On a February day in the year A.D. 638 the Caliph Omar entered Jerusalem, riding upon a white camel. He was dressed in worn, filthy robes, and the army that followed him was rough and unkempt.
-A History of the Crusades, Vol. 1, Chapter 1, The Abomination of Desolation, Steven Runciman
In his fifteen hundred page opus, Runciman only once wrote about a white camel, the kind KhairAllah rode into Binban on a February day of the year 1984 wearing a clean ‘aragi over a dirty sirwal and followed by his rough and unkempt men, except for the youngest drover Adam who had shaved his face clean the night before. For our ragtag group of Muslims and Christians, entering Binban was not quite like making pilgrimage to Mecca or conquering Jerusalem, but it did promise us a drink from the Nile which the Holy Cities could not.
Runciman shows great sympathy for Muslims and Byzantine Christians whom he considered victims of the Catholic Crusaders.
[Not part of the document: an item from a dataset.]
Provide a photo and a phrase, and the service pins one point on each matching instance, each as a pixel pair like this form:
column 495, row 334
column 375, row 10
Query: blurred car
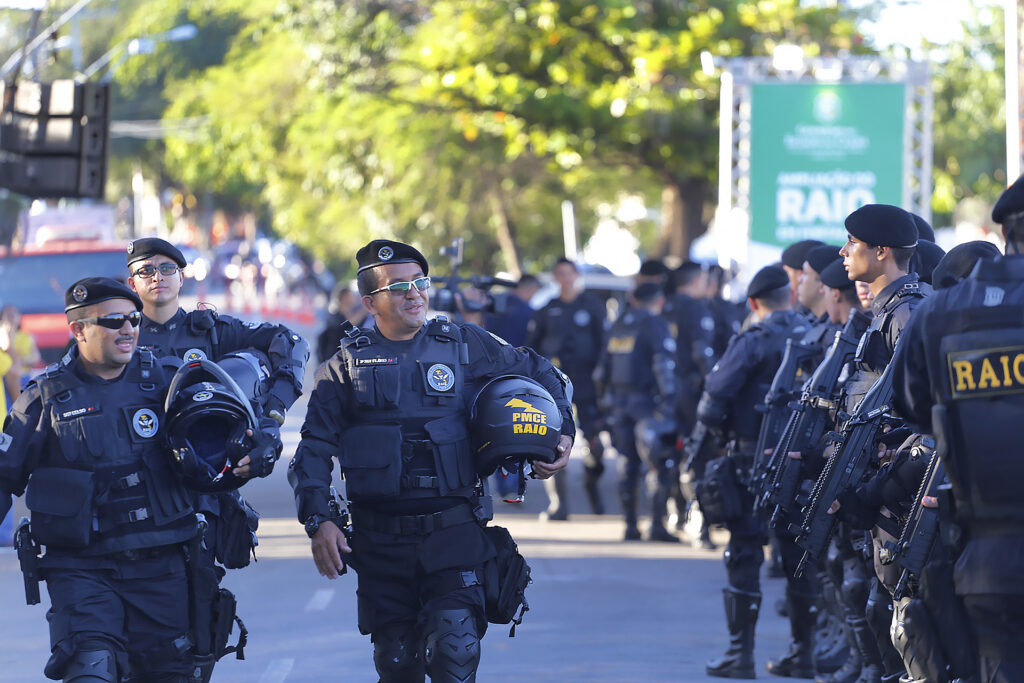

His depiction of the Caliph Omar entering Jerusalem peacefully he contrasts with Count Raymond of Toulouse’s butchery and blood letting there five hundred years later. Unlike Raymond, we entered Binban not on a crusade but after crossing the Sahara.
Our word “crusade” comes from the stem word cross, as in crucifix and cruciform, which you also see in the French, Croisade, from croix, but even more clearly in Arabic.
Salib in classical Arabic means cross, from the verbal form salaba which Wehr gives as “to crucify someone, to make the sign of the cross, or to cross one’s arms over one’s chest”. He gives an adjectival form as huroub salibiyya, Crusades, literally “crosswise wars”- note that there is no capitalization of letters in Arabic orthography so thus it has less the religious connotation than George Bush gave it after 9/11.
I learned the Arabic verb for “to cross (a physical space)”, such as a desert or a river, as ‘abara, which also gives the word mi’bar, ferryboat, on which we and the camels crossed the Nile from Binban to the Daraw quarantine station. That was not a crusade either, just a short crossing, twenty minutes rather than forty days. By then Egyptians had taken charge of the camels, loading them onto rail cars to ship to Cairo, so we all stood by watching, crossing our arms over our chests and waiting for our next desert crossings. I waited four years for mine, KhairAllah less than four weeks for his.